Kara immediately took him to be their commander. His voice thundered and cracked, and she felt it resonate inside her core. But she met his stare and wouldn’t look away. It was stupid, she knew, but right now she didn’t care.
Shouting erupted from below the ledge where the archfiend had been watching. They were screams, and they definitely weren’t the screams of demons.
She turned to look, but Salthazar backhanded her.
“Lord Beelzebub told you to kneel,” ordered Salthazar.
Her cheek seared in pain, but she wouldn’t kneel. She stood her ground and challenged them to make her kneel.
Beelzebub looked furious, but Kara didn’t alter her stone-cold expression.
Salthazar cursed, and then he kicked her feet from under her. Kara went down hard in a tangle of her limbs and wings.
“Bow to your new masters, darling,” hissed Salthazar.
Then he added, very low, so that only she could her, “Because if you don’t, we’re both dead.”

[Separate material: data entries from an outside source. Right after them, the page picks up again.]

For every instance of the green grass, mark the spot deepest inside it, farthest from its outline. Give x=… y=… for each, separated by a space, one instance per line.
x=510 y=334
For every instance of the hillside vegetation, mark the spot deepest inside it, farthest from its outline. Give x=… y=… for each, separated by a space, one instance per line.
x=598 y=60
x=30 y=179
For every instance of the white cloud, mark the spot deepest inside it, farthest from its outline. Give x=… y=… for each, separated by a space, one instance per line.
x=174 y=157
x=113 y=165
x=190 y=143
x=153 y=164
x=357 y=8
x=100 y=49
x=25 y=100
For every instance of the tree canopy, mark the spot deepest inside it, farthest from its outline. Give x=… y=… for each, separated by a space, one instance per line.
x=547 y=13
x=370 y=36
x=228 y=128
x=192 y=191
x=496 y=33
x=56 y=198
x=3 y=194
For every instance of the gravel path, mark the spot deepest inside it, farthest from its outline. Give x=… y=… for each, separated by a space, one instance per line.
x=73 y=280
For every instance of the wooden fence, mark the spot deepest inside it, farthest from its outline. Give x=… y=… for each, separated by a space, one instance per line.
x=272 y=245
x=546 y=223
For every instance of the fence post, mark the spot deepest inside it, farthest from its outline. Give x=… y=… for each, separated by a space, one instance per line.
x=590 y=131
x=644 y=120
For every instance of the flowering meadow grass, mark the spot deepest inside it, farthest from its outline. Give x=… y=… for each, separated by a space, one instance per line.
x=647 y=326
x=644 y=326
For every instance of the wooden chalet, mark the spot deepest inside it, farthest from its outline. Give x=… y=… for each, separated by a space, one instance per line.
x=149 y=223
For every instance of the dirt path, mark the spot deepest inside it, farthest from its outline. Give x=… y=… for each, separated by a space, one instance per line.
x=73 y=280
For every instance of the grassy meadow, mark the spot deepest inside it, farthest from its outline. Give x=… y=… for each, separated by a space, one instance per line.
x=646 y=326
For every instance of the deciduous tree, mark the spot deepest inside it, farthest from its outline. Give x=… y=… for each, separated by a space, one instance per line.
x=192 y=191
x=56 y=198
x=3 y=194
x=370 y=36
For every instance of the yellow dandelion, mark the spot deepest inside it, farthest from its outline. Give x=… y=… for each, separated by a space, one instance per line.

Kara didn’t care about the demon lord or these giant scary archfiends. She stood up stubbornly, her chin high in defiance, and said, “I don’t kneel to demons.”
The archfiends shouted and pounded their fists on their thrones. They bared their black pointy teeth in feral snarls. The shadows around their thrones darkened until the entire mountain went dark, and the air burned hot and smelled of sulfur.
Beelzebub raised his hand.
“You insult us gravely,” said the archfiend. “We are your gods. We created you! And you dare to insult us? Is this how you repay those who have given you more power than any other worldly creature?”
It all made sense now. These were the creatures behind her mutation. They were the ones who had destroyed her spirit. She would never thank them for what they had done to her. They had destroyed her.
Kara stood with her chin in the air.
The archfiend examined her face and her wings. A frown materi
alized on his pale brow.
“You should have been fully changed by now.”
“Glad to disappoint you—”
One of the high demons punched her in the stomach.
She groaned and then straightened very slowly. She made a mental note to kill the demon once her bonds were free.
“Something is slowing the process down,” said the dark god. “Perhaps we overlooked something. Perhaps it’ll just take a little longer until you become—”
“A demon like them?”
Kara directed her bound hands at the creatures standing next to the thrones.
“I’d rather you’d kill me right now. You have your escorts and your bodyguards. You don’t need me.”
She could see that Salthazar looked frightened, but she couldn’t tell whether it was fear for her, or fear for himself.
“If my lord will permit me,” said the demon creature that she’d recognized from the woods.
Beelzebub gave a slight nod, and the creature turned to Kara.
“We,” he raised his arms to indicate that he meant the other beings next to him, “are not demons, girl. We’re much more complex and stronger than mere demons. We outrank them. We are superior to all lesser creatures. We are fiends.”
Salthazar’s expression darkened.
Kara shrugged. “Demons…fiends…I don’t care. To me, you’re all the same. Evil.”
She glared at the fiend who had injected her.
“But you…you’re the worst.” She tried to free her wings, but they were held tight. “You did this to me.”
“I’m called Betaazu—”
“There are a few names I’d like to call you.”
Betaazu didn’t flinch. His face was as blank as the stone floor. He made a move toward her, but he halted at the archfiends’ glare.
“Wait,” said Beelzebub, “she might still be useful in her angel body. Let’s not spoil her just yet. I’m curious.”